Het mag een klein wonder heten dat zich in Nederland niet vaker een ramp zoals in Enschede voltrokken heeft. Afgezien van een aantal ongelukken dat écht fout ging (zie het kader ‘133 doden, 131 gewonden’) kropen we alleen de afgelopen tien jaar al niet zelden door het oog van de naald. Een paar willekeurige voorbeelden.

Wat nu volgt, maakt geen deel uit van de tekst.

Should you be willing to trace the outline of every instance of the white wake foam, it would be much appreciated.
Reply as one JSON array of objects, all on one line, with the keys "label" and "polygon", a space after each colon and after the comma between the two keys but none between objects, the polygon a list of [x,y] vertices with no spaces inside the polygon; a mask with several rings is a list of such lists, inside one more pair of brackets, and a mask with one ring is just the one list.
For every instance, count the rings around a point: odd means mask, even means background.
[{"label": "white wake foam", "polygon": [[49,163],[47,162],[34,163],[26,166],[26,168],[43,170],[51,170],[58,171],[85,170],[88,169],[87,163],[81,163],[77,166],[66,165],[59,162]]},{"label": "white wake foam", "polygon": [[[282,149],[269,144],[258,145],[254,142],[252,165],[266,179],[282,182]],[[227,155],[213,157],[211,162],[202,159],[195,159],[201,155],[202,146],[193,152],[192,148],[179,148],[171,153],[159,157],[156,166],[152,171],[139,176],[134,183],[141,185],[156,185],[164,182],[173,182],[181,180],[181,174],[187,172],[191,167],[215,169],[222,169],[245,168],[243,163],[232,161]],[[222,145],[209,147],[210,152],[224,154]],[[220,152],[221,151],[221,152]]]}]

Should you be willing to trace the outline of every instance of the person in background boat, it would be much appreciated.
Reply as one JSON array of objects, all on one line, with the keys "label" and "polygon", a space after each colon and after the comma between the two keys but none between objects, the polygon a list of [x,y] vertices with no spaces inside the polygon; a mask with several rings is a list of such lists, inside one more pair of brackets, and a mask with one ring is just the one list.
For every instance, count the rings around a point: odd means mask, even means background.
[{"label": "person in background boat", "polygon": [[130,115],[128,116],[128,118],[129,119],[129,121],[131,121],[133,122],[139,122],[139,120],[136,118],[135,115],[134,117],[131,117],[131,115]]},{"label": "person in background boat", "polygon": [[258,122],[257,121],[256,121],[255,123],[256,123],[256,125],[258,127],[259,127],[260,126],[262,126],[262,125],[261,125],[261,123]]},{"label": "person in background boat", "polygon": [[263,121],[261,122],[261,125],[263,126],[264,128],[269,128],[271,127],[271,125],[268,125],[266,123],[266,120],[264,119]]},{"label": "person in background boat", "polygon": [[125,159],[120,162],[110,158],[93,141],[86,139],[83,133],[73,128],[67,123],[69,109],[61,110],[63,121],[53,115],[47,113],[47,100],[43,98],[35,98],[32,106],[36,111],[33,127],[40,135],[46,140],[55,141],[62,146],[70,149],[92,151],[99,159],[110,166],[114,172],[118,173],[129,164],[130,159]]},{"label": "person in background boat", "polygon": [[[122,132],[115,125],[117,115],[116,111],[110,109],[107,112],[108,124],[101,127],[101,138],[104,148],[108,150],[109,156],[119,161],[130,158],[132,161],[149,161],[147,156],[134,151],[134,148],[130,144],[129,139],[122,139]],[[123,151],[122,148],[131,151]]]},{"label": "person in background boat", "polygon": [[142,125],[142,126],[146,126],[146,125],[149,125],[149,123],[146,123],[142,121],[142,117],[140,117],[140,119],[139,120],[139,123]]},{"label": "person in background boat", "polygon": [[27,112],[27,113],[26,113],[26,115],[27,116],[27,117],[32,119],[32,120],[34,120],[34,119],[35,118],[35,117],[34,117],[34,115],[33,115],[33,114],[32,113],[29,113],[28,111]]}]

  • In 1993 kwam op de Waal tussen Tiel en Nijmegen een tanker in aanvaring met een ander schip. Binnen de kortste tijd stonk het in de hele Betuwe naar benzine. In enkele dorpen werd een crisiscentrum ingericht en kregen bewoners het consigne alle ramen te sluiten en geen vuur te maken. Automobilisten op de dijken moesten stoppen en vooral niet roken. Verdere ongelukken bleven uit, maar als de wind uit het noorden had gewaaid zou het geheel anders zijn afgelopen. Dan had de hele Nijmeegse binnenstad in de ontvlambare benzinedamp gezeten.
  • Tijdens de grote brand bij het chemicaliën-opslagbedrijf CMI in de Rijmond (1996) stond de wind ook gunstig. De felgekleurde gifwolken kwamen daardoor niet in de binnensteden van Schiedam en Rotterdam terecht. Frappant bij deze (bijna)ramp was, dat de brandweer niet wist hoe de brand geblust moest worden. Niemand had er een flauw idee van wat er precies in de brandende loodsen lag opgeslagen. Vandaar dat men ook niet wist of de bevolking gewaarschuwd moest worden.
  • Eind januari dit jaar ontspoorden twee wagons van de chloortrein op een rangeerterrein van Akzo bij Delfzijl. De trein vervoerde 50 ton chloor en als dat was vrijgekomen, zou er in een groot gebied een levensgevaarlijke situatie zijn ontstaan. Op het moment van de ontsporing reed de trein overigens maar vijf kilometer per uur, zodat de ontspoorde wagons overeind bleven. De normale kruissnelheid van een chloortransport ligt stukken hoger: tot maximaal zestig kilometer per uur.

 

 

 

 

133 doden, 131 gewonden

1971:

gasexplosie bij chemieconcern Marpon Europe in Amsterdam:

9 doden, 21 gewonden

1975:

ontploffing bij DSM in Beek:

14 doden

1976:

oliebrand bij Shell in Pernis:

2 doden, 85 gewonden

1982:

NLM-toestel verongelukt bij Moerdijk: 21 doden

1984:

ontploffing in kruitfabriek in Muiden: 3 doden

1991:

explosie bij MS Vuurwerk in Culemborg: 2 doden

1992:

ontploffing en brand bij chemische fabriek Cindu in Uithoorn:

3 doden, 11 gewonden

1992:

vliegramp in de Bijlmer:

zeker 45 doden

1998:

explosie in opslagtank bij Shell in Pernis: 1 dode, 14 gewonden

1999:

lek in stroop-tank bij DSM in Delft: sterk vervuild oppervlaktewater, massale vissterfte

1999:

lek in pijpleiding bij DSM in Geleen: 200 kilo giftig blauwzuur en 4000 liter brandbaar acrylnitriel ontsnapt

2000:

brand bij afvalbedrijf ATF in Drachten: 480 ton chemisch afval de lucht in, onduidelijke schade voor melkproductie van 225 veehouders, in wijde omgeving verhoogde concentraties giftige stoffen.